Friday 17 September 2021

Yay - we went live... But how can I measure success?

Go-lives are exciting, but I'm going to cover off go-lives for upgrades - which can be more exciting in some respects.  Why, well everyone knows how to use the system, so it's generally going to be hit pretty hard pretty early.  You users will also have their specific environment that they want to test, and when you mess up their UDO's and grid formats - you are going to hear about it.

I'm focused on, as a management team, how do you know that you upgrade is a success.

I have a number of measures that I try to use to indicate whether a go-live has been successful:

  1. Number of issues is important, but often they do not get raised.
  2. Interactive system usage
    1. how many users, applications, modules and jobs are being run and how that compares with normal usage.
    2. Performance; I want to know what is working well and what needs to be tuned
    3. Time on page - by user and by application
    4. Batch and queue performance and saturation - to ensure that my jobs are not queuing too much
Here is some example reports of these metrics which allow you to define success, measure and improve.



I find the above report is handy, as this is able to show me a comparison of the last week to the last 50 days...  So I get instant trend information.  You can see that I can drill down to ANY report to quickly see what it's runtime was over the last 50 days.  The other nice thing is that the table shows you exactly what is slower and by how much.  I can spend 5 minutes and tell a client all of the jobs that are performing better and which ones they need to focus on.

The next place I look for a comparison is here:


Above I'm able to see my busy jobs and how many times they are running, how much data they are processing or how many seconds they are running for.  I know my go-live date, so that makes things easy too.

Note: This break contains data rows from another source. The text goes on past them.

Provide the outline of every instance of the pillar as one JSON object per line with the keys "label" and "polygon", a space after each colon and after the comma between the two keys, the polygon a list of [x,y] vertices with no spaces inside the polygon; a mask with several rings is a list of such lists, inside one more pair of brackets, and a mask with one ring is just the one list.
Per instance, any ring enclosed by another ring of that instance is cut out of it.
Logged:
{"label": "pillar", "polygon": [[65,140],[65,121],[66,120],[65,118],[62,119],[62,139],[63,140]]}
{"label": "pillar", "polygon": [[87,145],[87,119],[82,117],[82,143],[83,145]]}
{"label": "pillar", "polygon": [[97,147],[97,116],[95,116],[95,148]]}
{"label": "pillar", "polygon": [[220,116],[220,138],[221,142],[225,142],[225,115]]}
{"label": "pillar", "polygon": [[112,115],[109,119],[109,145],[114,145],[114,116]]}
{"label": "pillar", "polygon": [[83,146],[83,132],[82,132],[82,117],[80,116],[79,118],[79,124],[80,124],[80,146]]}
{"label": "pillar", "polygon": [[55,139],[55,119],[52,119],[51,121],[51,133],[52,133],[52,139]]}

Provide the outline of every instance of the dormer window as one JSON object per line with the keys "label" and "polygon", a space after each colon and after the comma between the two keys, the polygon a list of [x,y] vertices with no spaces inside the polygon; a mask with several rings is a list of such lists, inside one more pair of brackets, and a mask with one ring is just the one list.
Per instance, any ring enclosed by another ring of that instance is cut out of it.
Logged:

I can do this on a queue by queue basis if needed too.

We can also quickly see that users are using all parts of the application that they should be, comparing the previous period - this is user count, pages loaded and time on page.






From a webpage performance point of view, we can report over the actual user experience.  This is going to tell us the page download time, the server response time and the page load time - all critical signals for a healthy system.

All of these reports can be sent to you on a weekly or monthly cadence to ensure that you know exactly how JDE is performing for you.